As a cyclist and a driver I've had close calls. We need to remember that whatever we're 'driving,' if we get careless or in a hurry, someone could get hurt. And sometimes accidents just happen. If the driver really wasn't at fault, I can't imagine that does much for his/her peace of mind at this point. The cyclist died and the driver must feel somewhat to blame, whether or not Curry wasn't being careful enough.

Phil B said...

When I was 16 and a newly licensed driver I hit a child who was riding his bike. The child was fine. He walked away from the accident with no more than a bruise. I had nightmares for quite a while, ended up having a number of psychological issues to resolve, and am to this day reminded of that accident fifteen years ago on a daily basis. It was a simple moment of inattention - playing with the radio or looking over at some of my friends walking by on the side of the road. Next thing I know I am running into a child. These things affect a person.

I cannot even imagine how much more difficult it would be if that child had been seriously injured or killed.

As a cyclist I keep in mind just how easy it is for drivers to become distracted, to need to attend to something other than the road for just a split second. That is all it takes, is one tiny moment.

I feel for the driver in this case just as I feel for Wil's family. She will be haunted by that night for the rest of her life, which might just be the stiffest punishment of all.

Geargals said...

T, I hope this doesn't come across as pedantic. I just don't think APD (or anyone) should keep saying that Wil's headset was a violation of the muni code, because it's not. If any cyclists are cited for this "violation" (which seems likely, given the attention garnered by the accident and the statement from APD that the headset was illegal) they should know the following:

Check out the definitions section of the muni code. It specifically defines a bicycle as a "human powered" device which is not a "vehicle" per the definitions section. The statute in question reads "no person may drive A VEHICLE [while wearing headset]." Per the definitions, a bicycle is not a vehicle. Here are the definitions:

"Bicycle means every device propelled solely by human power upon which any person may ride, having two tandem wheels either of which is more than 14 inches in diameter. (CAC 9.04.070; AO No. 78-72)"
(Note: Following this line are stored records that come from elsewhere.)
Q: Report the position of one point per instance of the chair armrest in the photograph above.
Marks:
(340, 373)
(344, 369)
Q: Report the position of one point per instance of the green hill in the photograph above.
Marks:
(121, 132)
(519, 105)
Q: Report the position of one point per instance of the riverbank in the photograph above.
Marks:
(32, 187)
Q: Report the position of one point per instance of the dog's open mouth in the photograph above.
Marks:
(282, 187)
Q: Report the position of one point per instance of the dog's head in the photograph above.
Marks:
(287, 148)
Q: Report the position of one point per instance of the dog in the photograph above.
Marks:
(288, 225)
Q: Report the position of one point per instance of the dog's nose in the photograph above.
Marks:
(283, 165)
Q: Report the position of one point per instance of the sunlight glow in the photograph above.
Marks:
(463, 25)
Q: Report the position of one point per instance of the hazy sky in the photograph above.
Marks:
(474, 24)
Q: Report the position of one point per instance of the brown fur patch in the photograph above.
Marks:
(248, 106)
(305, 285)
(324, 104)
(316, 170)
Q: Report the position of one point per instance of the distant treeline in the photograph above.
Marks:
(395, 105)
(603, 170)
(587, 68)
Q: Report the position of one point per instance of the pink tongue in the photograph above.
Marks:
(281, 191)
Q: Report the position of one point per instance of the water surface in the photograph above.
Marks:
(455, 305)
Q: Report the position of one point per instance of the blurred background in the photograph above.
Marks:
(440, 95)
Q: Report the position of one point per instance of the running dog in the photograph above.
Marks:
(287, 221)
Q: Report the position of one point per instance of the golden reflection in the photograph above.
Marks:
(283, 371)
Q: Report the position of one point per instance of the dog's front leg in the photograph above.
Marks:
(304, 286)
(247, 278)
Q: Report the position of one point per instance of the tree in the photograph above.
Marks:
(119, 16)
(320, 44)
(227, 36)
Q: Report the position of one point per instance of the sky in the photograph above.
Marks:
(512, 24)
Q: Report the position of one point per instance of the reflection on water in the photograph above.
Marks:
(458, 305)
"Vehicle means every device in, upon or by which any person or property is or may be transported or drawn upon a street, except devices moved by human power or used exclusively upon stationary rails or tracks. (CAC 9.04.760; AO No. 78-72)"

Notorious T said...

I don't have enough vodka to survive reading the muni code, so I don't have an answer. My understanding has always been (and this is the common explanation that has always been stated by media, etc., since I moved here 15 years ago) is that Anchorage law sees a bicyclist as a pedestrian on the sidewalk, and a vehicle on the street. I've been told this even my muni officials (not cops).

I'd say you've either found a previously overlooked loophole, or there's another part of the code that offsets the exception for bikes. I just don't know.

What I do know is that A) I'd be surprised if police start writing tickets over iPods and earbuds, and B) I'd love too see someone fight such a ticket so we could get an definitive answer.